A l’issue d’une vérification de comptabilité, l’Administration a estimé qu’à compter du 1er janvier 2009, la succursale française devait être regardée comme ayant transmis gratuitement au siège britannique la clientèle attachée à son activité d’assurance exercée en France et a regardé cette opération comme un transfert indirect de bénéfices au sens de l’article 57 du CGI.
Les juges du fond ont toutefois infirmé cette analyse, considérant que la succursale ne disposait, en réalité, pas au 1er janvier 2009 d’une clientèle propre.
La décision du Conseil d’État
Le Conseil d’État se prononce en deux temps, d’abord en confirmant l’applicabilité de principe des dispositions de l’article 57 à un transfert sans indemnité de clientèle entre une succursale française et son siège étranger, puis en écartant l’existence d’une telle clientèle au cas d’espèce.
Applicabilité de l’article 57 à un transfert d’actif incorporel entre une succursale et son siège
Le Conseil d’État rappelle, en premier lieu, que les dispositions de l’article 57 sont applicables à toute entreprise imposable en France, y compris une succursale française d’une société dont le siège est à l’étranger, sans qu’y fasse obstacle la circonstance que la succursale n’a pas de personnalité morale.
On observera que le Conseil d’État reprend ici le considérant de principe dégagé dans sa décision Société Sodirep Textiles SA-NV (CE, 9 novembre 2015, n°370974).
Rappelons que dans cette affaire, le Conseil d’Etat avait admis l’application du mécanisme de l’article 57 au titre d’intérêts d’avances non facturés par une succursale française à son siège belge.
Il admet ensuite expressément de décliner ce principe à la cession à une société établie hors de France, à titre gratuit ou à prix minoré, de la clientèle rattachable à l’activité d’une succursale française d’une société dont le siège est à l’étranger.
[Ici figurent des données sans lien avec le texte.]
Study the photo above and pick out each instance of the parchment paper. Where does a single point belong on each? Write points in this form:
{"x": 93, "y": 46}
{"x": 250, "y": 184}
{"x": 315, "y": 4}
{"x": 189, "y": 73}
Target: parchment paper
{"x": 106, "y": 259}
Rappelons que le Conseil d’État a déjà jugé qu’un transfert de clientèle sans indemnité entre deux sociétés est susceptible de constituer un transfert indirect de bénéfices à l’étranger (CE, 4 octobre 2019, n°418817, SAS Piaggio France).
L’extension de cette solution au transfert de clientèle d’une succursale à son siège suppose toutefois de pouvoir établir l’existence d’une clientèle propre à la succursale.
Sur l’existence d’une clientèle propre à la succursale française
L’argument de l’Administration tenait à ce qu’avant le 1er janvier 2009, la succursale française (dont le siège étranger était alors au Danemark) supportait seule le risque d’exploitation de l’activité d’assurance réalisée en France.
Si le Conseil d’État ne conteste pas ce point, il fait toutefois sienne l’analyse retenue par les juges d’appel, selon laquelle la succursale ne disposait pas, pour autant, d’une réelle autonomie commerciale, de nature à établir l’existence d’une clientèle propre.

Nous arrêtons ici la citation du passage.